Keywords: dam reservoir interaction, finite element method, truncating boundary, hydrodynamic pressure.

An important factor in the design of dams in seismic regions is the effect of hydrodynamic pressure exerted on the face of the dam as a result of earthquake ground motions. For an accurate analysis of hydrodynamic pressure on the dam having irregular geometries, the reservoir is generally treated as an assemblage of finite elements.

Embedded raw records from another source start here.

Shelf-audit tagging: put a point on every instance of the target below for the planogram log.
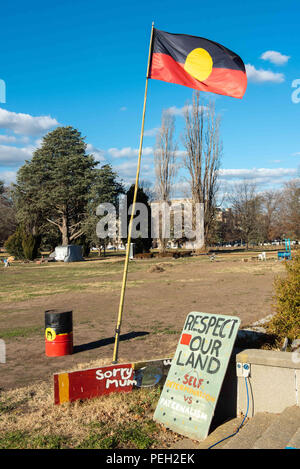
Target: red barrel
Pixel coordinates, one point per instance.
(58, 333)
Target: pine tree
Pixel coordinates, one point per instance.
(53, 188)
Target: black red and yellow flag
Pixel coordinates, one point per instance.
(197, 63)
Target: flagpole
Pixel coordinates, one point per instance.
(122, 296)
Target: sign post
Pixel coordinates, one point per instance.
(194, 381)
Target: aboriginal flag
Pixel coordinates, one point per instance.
(197, 63)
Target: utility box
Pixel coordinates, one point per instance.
(131, 250)
(70, 253)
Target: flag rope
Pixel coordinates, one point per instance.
(125, 272)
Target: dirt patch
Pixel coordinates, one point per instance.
(154, 311)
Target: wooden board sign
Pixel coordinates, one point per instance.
(194, 381)
(93, 382)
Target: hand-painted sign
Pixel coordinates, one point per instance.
(195, 378)
(85, 384)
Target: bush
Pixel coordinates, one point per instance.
(22, 245)
(286, 322)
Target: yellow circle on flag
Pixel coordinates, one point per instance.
(50, 334)
(199, 64)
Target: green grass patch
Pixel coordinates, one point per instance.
(20, 332)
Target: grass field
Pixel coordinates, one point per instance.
(156, 304)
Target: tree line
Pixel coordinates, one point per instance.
(56, 193)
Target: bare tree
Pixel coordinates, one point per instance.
(165, 167)
(290, 209)
(246, 209)
(270, 205)
(203, 157)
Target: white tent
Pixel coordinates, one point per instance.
(71, 253)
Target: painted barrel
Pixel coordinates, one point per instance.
(58, 333)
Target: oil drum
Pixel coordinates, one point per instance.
(58, 333)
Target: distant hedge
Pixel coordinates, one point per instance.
(286, 322)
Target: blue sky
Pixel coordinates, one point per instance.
(83, 63)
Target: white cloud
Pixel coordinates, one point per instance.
(10, 155)
(180, 111)
(128, 152)
(7, 138)
(151, 132)
(26, 124)
(263, 76)
(275, 57)
(98, 154)
(257, 172)
(8, 176)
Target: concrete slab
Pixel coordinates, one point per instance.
(251, 431)
(295, 440)
(280, 432)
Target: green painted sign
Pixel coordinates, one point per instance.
(194, 381)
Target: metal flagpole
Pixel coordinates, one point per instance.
(118, 328)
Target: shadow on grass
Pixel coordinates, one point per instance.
(107, 341)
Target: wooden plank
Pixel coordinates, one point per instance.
(104, 380)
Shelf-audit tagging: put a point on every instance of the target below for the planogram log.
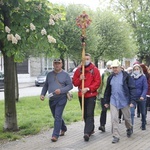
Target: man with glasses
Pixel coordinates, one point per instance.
(92, 82)
(120, 93)
(58, 83)
(101, 90)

Zienkiewicz et al. [1] presented the finite element formulation for analyzing the coupled response of submerged structures assuming water to be incompressible. Nath [2] analyzed the problem using the method of finite differences but neglecting radiation damping. Chakrabarti and Chopra [3] have formulated the reservoir as a continuum of infinite length. Two dimensional problem of the added-mass effect of horizontal acceleration of a rigid dam with an inclined upstream face of constant slope was solved analytically by Chwang and Housner [4] using a momentum balance approach.

In the finite element formulation, unbounded domain of reservoir arise a problem in modeling. To achieve this difficulty, the unbounded domain should be truncated at a certain distance away from the structure. The most commonly used boundary condition along the truncation surface is the Sommerfeld radiation condition [5]. Since this boundary condition takes the form of that for a rigid stationary boundary, the behavior of the reservoir domain is not truly represented.

An another boundary condition along the truncating surface for an unbounded and incompressible fluid domain is developed by Sharan [6]. Although this boundary condition is better than the Sommerfeld radiation condition, it does not represent the behavior well when truncation surface is very near to dam surface.

A new boundary condition along the truncating surface of an unbounded reservoir domain is developed by approximating the analytical solution of the hydrodynamic pressure.

Solution of the hydrodynamic pressure is obtained by assuming that: 1) the fluid domain extends to infinity and its motions is two dimensional, 2) fluid-structure interface is vertical, 3) the submerged structure is rigid, 4) the bottom of fluid domain is rigid and horizontal.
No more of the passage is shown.